European leaders have grown more concerned as Trump has heaped pressure and criticism on Ukraine’s president, Volodymyr Zelenskyy, while instead making diplomatic gestures to the Russian president, Vladimir Putin.
The Polish foreign minister, Radoslaw Sikorski, said on Monday that he hoped Trump and his administration would see that Putin was “mocking their goodwill” following Moscow’s deadly missile strike on the Ukrainian city of Sumy.
Besides Macron, the French foreign ministry said Rubio would also meet his French counterpart, Jean-Noel Barrot, to discuss Ukraine, prospects for a new Iran nuclear deal and the Middle East.
Witkoff plans to fly on to Rome for a second round of discussions on Saturday with the Iranian foreign minister, Abbas Araghchi, about Iran’s nuclear programme. They met for 45 minutes last Saturday in Oman. Both sides described those talks as positive while acknowledging any potential deal remained distant.

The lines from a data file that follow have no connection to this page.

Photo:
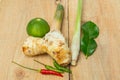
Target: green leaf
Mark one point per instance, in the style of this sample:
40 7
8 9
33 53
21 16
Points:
89 32
91 29
88 46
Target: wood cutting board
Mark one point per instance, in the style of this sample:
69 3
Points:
103 65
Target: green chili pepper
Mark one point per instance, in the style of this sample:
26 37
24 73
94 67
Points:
61 67
49 67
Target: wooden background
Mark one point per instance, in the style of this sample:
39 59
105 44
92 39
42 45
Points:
103 65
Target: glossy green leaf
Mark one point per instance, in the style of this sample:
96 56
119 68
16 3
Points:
90 31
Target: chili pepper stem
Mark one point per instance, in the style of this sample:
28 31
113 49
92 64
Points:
26 67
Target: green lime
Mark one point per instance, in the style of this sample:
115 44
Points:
37 27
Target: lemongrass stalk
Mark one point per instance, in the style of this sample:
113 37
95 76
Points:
75 45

Trump said on Monday he was willing to bomb Iran’s nuclear facilities if a deal was not reached. On Tuesday he held a meeting with top national security advisers at the White House focused on Iran’s nuclear programme, according to sources familiar with the encounter.
The US had not told European countries about the nuclear talks in Oman before Trump announced them, even though they hold a key card on the possible reimposition of UN sanctions on Tehran. Thursday’s talks will be a key opportunity for potential coordination between US and Europe.
Trump has restored a “maximum pressure” campaign on Tehran since February after ditching a 2015 nuclear pact between Iran and six world powers during his first term and reimposed crippling sanctions on the Islamic republic.
Trump said on Monday he believed Iran was intentionally delaying a nuclear deal with the US and that it must abandon any drive for a nuclear weapon or face a possible military strike on atomic facilities.